US’ The Children’s Place widens Q1 loss amid weak demand



US’ The Children’s Place widens Q1 loss amid weak demand

American specialty retailer The Children’s Place, Inc has reported lower sales and wider losses in the first quarter (Q1) of fiscal 2026 (FY26), though management said transformation efforts are beginning to show early signs of progress despite a challenging retail environment and pressure on value-conscious consumers.

The net sales declined by 11.1 per cent year on year (YoY) to $215.2 million in the three months ended May 2, 2026, from $242.1 million a year earlier. The decline was driven primarily by a 10.2 per cent drop in direct-to-consumer (DTC) sales due to lower traffic as the company works to stabilise its customer base. Comparable retail sales in the owned and operated DTC business fell 8.3 per cent during the quarter.

The Children’s Place has reported net sales of $215.2 million in Q1 FY26, down 11.1 per cent YoY, as weaker consumer spending and lower traffic weighed on performance.
Net loss widened to $53.2 million from $34 million a year earlier, while gross margin fell to 24.8 per cent due to tariffs and distribution costs.
The company is pursuing transformation initiatives to support recovery.

“Today, we reported our first quarter results, which provide assurance that our strategies are beginning to take shape as we observed a reduction in the rate of sales declines versus the prior quarter and the same quarter last year, combined with material progress on our transformation efforts in a challenging retail environment,” said Muhammad Umair, president and CEO at The Children’s Place.

Gross margin contracts amid cost pressures

The gross profit fell to $53.4 million from $70.8 million in the prior-year period, while gross margin contracted by 440 basis points to 24.8 per cent. The decline was mainly attributed to higher tariff-related product costs, increased distribution expenses linked to the exit from a third-party distribution facility and a higher proportion of markdown sales.

The adjusted gross margin decreased by 240 basis points to 26.8 per cent, The Children’s Place said in a press release.

“We recognise that our value customer has been impacted by higher gas and grocery prices. As a result, we are committed to clear messaging regarding the strength of our price/value offerings,” added Umair.

Selling, general and administrative (SG&A) expenses rose 2.5 per cent to $88.9 million, reflecting higher store-related costs as the retailer expanded its store network. Operating loss widened to $42.2 million from $24.1 million a year earlier, while adjusted operating loss increased to $36.1 million from $24 million.

Net loss widened to $53.2 million, or $2.4 per diluted share. Adjusted net loss stood at $44.3 million, or $2 per diluted share.

“While keeping our prices stable has narrowed our profit margins, further compounded by product cost headwinds from higher tariffs, we have filed for tariff refund claims amounting to approximately $40 million, which we expect to partially offset margin dilution during this fiscal year, and of which $5.5 million has already been received to date,” he said.

Company targets $60 million in annualised savings by FY27

The company unveiled four strategic priorities to support its long-term transformation: Improving customer experience across channels, strengthening and elevating the brand, delivering on financial targets and enhancing organisational leadership.

“We believe these strategic priorities are critical to move our brand forward, providing a strong foundation for us to refocus on our customer, enhance our brand, and increase our profitability.
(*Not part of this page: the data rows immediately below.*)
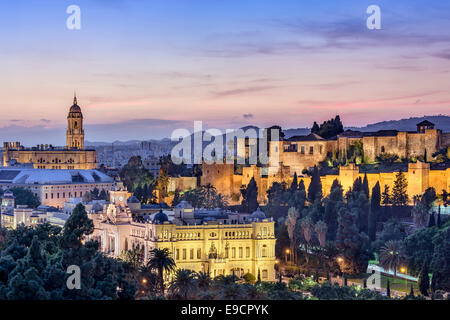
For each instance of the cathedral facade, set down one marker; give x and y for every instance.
(72, 156)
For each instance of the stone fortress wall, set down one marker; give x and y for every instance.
(298, 153)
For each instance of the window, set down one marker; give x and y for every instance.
(264, 274)
(290, 148)
(264, 251)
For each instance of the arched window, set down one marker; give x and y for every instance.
(264, 251)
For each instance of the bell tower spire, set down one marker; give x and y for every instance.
(75, 131)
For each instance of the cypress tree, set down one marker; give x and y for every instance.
(315, 187)
(424, 280)
(294, 184)
(399, 194)
(431, 222)
(315, 128)
(388, 289)
(365, 185)
(301, 186)
(250, 197)
(335, 184)
(439, 222)
(386, 197)
(374, 210)
(145, 192)
(357, 186)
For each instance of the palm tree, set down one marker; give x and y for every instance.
(391, 255)
(148, 282)
(183, 284)
(161, 261)
(203, 280)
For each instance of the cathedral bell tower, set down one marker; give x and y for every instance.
(75, 131)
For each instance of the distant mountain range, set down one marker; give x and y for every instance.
(441, 122)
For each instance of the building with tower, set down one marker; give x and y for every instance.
(217, 242)
(45, 156)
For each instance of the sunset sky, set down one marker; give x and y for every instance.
(144, 68)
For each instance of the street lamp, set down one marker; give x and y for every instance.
(405, 271)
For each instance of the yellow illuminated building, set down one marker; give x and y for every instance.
(217, 242)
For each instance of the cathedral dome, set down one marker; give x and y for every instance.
(258, 215)
(75, 108)
(8, 194)
(160, 217)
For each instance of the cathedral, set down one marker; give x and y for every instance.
(72, 156)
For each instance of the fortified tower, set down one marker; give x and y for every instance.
(75, 131)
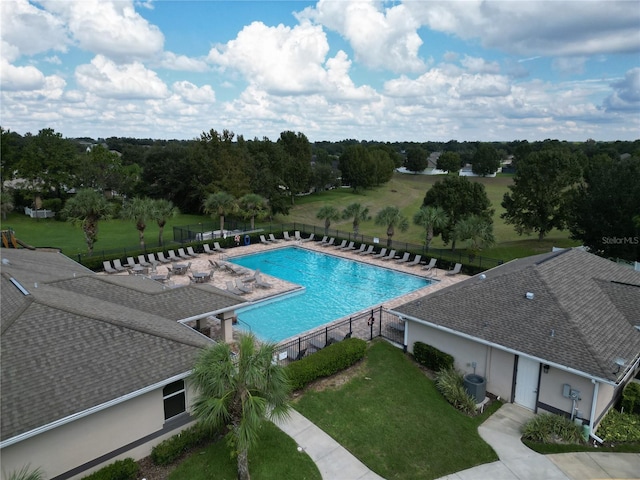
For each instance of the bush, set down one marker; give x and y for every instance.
(620, 427)
(450, 384)
(431, 357)
(173, 448)
(126, 469)
(550, 428)
(631, 398)
(326, 362)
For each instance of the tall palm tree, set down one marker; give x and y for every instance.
(328, 213)
(392, 218)
(161, 211)
(430, 218)
(87, 207)
(139, 210)
(253, 206)
(240, 392)
(358, 213)
(220, 204)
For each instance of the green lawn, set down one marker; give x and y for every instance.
(275, 457)
(393, 419)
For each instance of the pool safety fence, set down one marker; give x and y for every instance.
(367, 325)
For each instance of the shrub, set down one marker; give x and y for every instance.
(620, 427)
(431, 357)
(550, 428)
(631, 398)
(326, 362)
(450, 384)
(173, 448)
(126, 469)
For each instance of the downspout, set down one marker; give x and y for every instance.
(594, 400)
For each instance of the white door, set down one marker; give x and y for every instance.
(527, 382)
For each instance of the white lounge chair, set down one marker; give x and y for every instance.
(405, 258)
(431, 265)
(415, 261)
(455, 270)
(391, 256)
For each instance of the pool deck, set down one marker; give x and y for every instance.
(220, 277)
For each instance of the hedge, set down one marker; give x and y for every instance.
(326, 362)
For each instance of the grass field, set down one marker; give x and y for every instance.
(403, 191)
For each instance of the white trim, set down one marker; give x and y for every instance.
(92, 410)
(503, 348)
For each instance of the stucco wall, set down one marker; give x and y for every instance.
(66, 447)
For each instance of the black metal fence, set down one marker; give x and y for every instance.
(377, 322)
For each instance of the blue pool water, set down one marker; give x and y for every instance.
(334, 288)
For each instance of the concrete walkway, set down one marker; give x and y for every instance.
(501, 431)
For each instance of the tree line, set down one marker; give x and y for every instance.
(592, 188)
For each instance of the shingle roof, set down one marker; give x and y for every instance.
(78, 339)
(582, 315)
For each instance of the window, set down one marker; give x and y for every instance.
(174, 399)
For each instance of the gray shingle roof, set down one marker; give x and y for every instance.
(78, 339)
(582, 314)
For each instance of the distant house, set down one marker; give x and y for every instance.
(94, 367)
(556, 332)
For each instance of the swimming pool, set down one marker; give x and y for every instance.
(334, 287)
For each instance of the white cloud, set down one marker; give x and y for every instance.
(110, 28)
(105, 78)
(570, 28)
(381, 38)
(191, 93)
(279, 59)
(29, 29)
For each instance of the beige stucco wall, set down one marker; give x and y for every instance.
(68, 446)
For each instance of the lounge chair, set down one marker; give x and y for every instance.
(361, 249)
(381, 254)
(455, 270)
(108, 268)
(232, 288)
(162, 258)
(142, 261)
(240, 285)
(391, 256)
(431, 265)
(117, 264)
(405, 258)
(368, 251)
(415, 261)
(329, 243)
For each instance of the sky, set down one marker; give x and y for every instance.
(412, 70)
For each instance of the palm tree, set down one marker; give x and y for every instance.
(253, 206)
(139, 210)
(431, 218)
(161, 211)
(328, 213)
(220, 203)
(6, 204)
(392, 218)
(240, 392)
(87, 207)
(476, 229)
(358, 214)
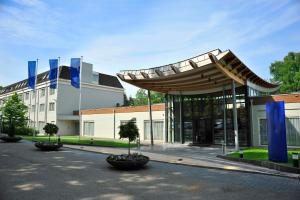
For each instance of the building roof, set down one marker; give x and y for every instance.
(104, 79)
(127, 109)
(210, 70)
(287, 98)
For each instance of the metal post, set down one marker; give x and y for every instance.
(80, 85)
(150, 114)
(235, 124)
(180, 118)
(166, 118)
(224, 120)
(114, 124)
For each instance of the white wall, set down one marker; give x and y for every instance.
(259, 112)
(104, 123)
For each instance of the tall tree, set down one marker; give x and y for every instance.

Execution is now of utmost importance, and we will provide updates on a regular basis as to how we are tracking against these priorities,” Umair said.

The company also continued its cost-reduction programme, achieving $45 million in gross annualised benefits towards its target of $60 million by fiscal 2027. During the quarter, it exited a third-party distribution facility, a move expected to generate approximately $10 million in annualised savings.

It continues to focus on cost reduction and driving operational efficiencies and has actioned $45 million in gross annualised benefits towards its goal of $60 million by fiscal 2027.

The Children’s Place opened one store and closed two during the quarter, ending the period with 497 stores, compared to 495 stores a year earlier.